Users’ input can override the default search space. For example, the following code specifies three choices for the prompt and two choices of stop sequences. The default search space will be used for hyperparameters that don’t appear in users’ input. If you don’t have access to gpt-4 or would like to modify the choice of models, you can provide a different search space for the model.

config, analysis = autogen.Completion.tune(
    data=tune_data,  # the data for tuning
    metric="success",  # the metric to optimize
    mode="max",  # the optimization mode
    eval_func=eval_with_generated_assertions,  # the evaluation function to return the success metrics
    # log_file_name="logs/humaneval.log",  # the log file name
    inference_budget=0.05,  # the inference budget (dollar per instance)
    optimization_budget=1,  # the optimization budget (dollar in total)
    # num_samples can further limit the number of trials for different hyperparameter configurations;
    # -1 means decided by the optimization budget only
    num_samples=-1,
    prompt=[
        "{definition}",
        "# Python 3{definition}",
        "Complete the following Python function:{definition}",
    ],  # the prompt templates to choose from
    stop=[["\nclass", "\ndef", "\nif", "\nprint"], None],  # the stop sequences
    config_list=endpoint_list,  # optional: a list of endpoints to use
    allow_format_str_template=True,  # whether to allow format string template
)

Output tuning results#

After the tuning, we can print out the config and the result found by autogen:

print("optimized config", config)
print("best result on tuning data", analysis.best_result)

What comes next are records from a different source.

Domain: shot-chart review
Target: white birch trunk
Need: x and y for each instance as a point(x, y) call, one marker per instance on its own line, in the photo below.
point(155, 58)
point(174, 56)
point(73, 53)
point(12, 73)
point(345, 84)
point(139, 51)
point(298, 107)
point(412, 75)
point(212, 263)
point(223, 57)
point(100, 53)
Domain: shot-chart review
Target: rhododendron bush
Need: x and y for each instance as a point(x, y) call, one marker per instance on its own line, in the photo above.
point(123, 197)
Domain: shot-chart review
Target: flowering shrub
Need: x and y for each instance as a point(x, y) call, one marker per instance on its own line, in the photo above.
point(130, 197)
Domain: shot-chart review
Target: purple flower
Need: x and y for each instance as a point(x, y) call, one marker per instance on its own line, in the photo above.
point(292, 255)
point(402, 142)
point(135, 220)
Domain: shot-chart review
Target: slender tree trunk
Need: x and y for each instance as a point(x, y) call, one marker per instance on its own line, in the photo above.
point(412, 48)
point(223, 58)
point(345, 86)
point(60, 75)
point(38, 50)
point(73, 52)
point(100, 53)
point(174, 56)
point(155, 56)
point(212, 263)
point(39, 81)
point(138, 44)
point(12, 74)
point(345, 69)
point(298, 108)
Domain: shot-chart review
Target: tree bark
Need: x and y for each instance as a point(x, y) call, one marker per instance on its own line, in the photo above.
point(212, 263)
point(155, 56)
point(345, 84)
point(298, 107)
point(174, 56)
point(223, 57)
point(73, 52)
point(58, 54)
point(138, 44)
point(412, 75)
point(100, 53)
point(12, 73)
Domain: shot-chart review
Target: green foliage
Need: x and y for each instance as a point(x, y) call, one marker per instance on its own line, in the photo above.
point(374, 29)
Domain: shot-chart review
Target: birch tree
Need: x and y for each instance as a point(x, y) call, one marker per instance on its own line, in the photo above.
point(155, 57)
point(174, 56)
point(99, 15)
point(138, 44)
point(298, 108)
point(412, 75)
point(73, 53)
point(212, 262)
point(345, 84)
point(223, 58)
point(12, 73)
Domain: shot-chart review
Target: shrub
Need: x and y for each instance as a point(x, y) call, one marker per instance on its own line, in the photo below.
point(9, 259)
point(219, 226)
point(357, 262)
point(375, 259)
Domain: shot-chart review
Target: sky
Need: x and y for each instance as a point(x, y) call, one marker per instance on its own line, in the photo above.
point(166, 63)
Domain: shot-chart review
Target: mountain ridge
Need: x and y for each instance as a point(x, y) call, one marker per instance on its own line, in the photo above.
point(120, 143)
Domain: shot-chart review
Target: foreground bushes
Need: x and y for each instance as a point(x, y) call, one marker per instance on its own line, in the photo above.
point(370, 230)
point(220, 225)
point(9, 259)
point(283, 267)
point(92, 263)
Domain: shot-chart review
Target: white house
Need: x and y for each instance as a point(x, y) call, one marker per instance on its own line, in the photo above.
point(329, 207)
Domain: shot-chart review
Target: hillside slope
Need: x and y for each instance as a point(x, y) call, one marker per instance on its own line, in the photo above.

Request with the tuned config#

We can apply the tuned config on the request for an example task:

response = autogen.Completion.create(context=tune_data[1], config_list=endpoint_list, **config)
print(response)
print(eval_with_generated_assertions(autogen.Completion.extract_text(response), **tune_data[1]))

Evaluate the success rate on the test data#

You can use autogen.Completion.test to evaluate the performance of an entire dataset with the tuned config. The following code will take a while to evaluate all the 144 test data instances. The cost is about \$6 if you uncomment it and run it.

# result = autogen.Completion.test(test_data, config_list=endpoint_list, **config)
# print("performance on test data with the tuned config:", result)

The result will vary with the inference budget and optimization budget.